November 20, 2013

Releasing #KCPEtrends

kcpe_trends

This past week, as primary school pupils in Kenya started their Kenya Certificate of Primary Examinations (KCPE) – a landmark examination in any Kenyan’s life, we released some data that we have collected in recent months.

Through the Kenya Open Data Initiative and with the help of the Ministry of Education and Kenya’s National Examinations Council (KNEC), we collected and partly curated KCPE results data from 2006 to 2011. Once we had the data, we built a simple visualisation web app and released the data through this web site.

The idea for the site was simple: provide the public with a tool that provides general KCPE trends per school, county and district to infuse some data into the prevailing public discourse into how primary schools are performing in general, and what everyone’s role could be in making it better.

Having released the data, over the past week, we have seen people have various conversations online and offline about KCPE Trends – especially from the perspective of their own primary school alma mater and what they feel has influenced a change in performance of the primary school.

You can review some of this conversations on social media under the hashtag #KCPEtrends.

We went on the ground ourselves and spoke to citizens on the street and simply had a conversation about the data. They told us what their primary school is, we searched for the trends in their primary school and allowed them to react to it.

Here is a video of some of the interviews (forgive us: we haven’t put English subtitles for it but we will in due course)

We will be the first to admit that the data is not as clean as we would like it to be. Any user will see, for example, that in some schools, there is no data up to around 2009 and in others there is only data starting 2009. We decided to release the data anyway because first, it is still useful as a conversations aid (and we are all about fostering conversations) and secondly, it provides all of us (you and us) an opportunity to clean up the data together. We have seen for example people communicating with us letting us know that this primary school and that one are the same one so could we merge the data.

We learnt as we worked with this data that the public education sector in Kenya is managed in a way that mirrors the governance structures at the district, provincial and later county level. By 1992, there were 47 districts in Kenya. By 2009, they had grown to 256 amid calls for review and legal challenges to their creation. The High Court eventually ruled that 210 districts had been created in disregard to the law. However, by then, the government had adapted to their existence.

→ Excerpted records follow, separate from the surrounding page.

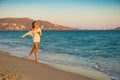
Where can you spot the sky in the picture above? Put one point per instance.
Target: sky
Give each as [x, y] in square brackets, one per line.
[83, 14]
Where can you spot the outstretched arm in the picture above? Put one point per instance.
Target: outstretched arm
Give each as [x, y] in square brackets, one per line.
[26, 34]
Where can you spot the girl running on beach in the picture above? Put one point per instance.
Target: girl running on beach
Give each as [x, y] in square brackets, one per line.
[36, 33]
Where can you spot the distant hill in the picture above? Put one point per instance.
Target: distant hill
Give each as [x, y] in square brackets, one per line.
[117, 28]
[25, 24]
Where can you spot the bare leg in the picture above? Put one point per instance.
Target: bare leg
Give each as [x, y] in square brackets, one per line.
[36, 52]
[33, 49]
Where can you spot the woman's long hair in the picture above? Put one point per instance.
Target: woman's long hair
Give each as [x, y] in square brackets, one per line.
[33, 23]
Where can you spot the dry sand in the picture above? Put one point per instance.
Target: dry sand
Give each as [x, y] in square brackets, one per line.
[36, 71]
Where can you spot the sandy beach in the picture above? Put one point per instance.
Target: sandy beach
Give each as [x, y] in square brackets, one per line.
[36, 71]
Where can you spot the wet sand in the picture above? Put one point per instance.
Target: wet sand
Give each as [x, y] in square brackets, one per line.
[35, 71]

Governance structures created by the national government were imposed on the broader public sector resulting in each government ministry/department/agency mirroring the local administration’s structures. For instance, where the local administration had district commissioners and provincial commissioners, the Ministry of Education had Provincial Education Officers and District Education Officers. The Ministry of Health and those of Agriculture and Livestock followed the same lead.

To manage the administration of examinations in the country, the Kenya National Examination Council created a coding system that assigned a unique identifier to each school based on the province and district in which it was located. As new districts were created, some schools moved from one district to another within the local administration’s structures necessitating changes in other ministries, departments and agencies that rely on location information.

Consequently, between 2006 and 2011, some schools have more than one unique identifier at KNEC making it a little more difficult for us to follow the school’s performance trend over time. This is just one reason why some schools seem to ‘fall of the map’ and others reappear in the middle of the period. In some instances, schools don’t have students registered to sit examinations, especially in rural areas. In others, the school actually didn’t exist before.

So then, if you would like to work with us to help go through the data and clean it up so that we can make it even better, get in touch.

We are working to get even more data from Kenya National Examination’s Council and the Ministry of health so that parents can make informed choices and every citizen gets involved to make their primary school better.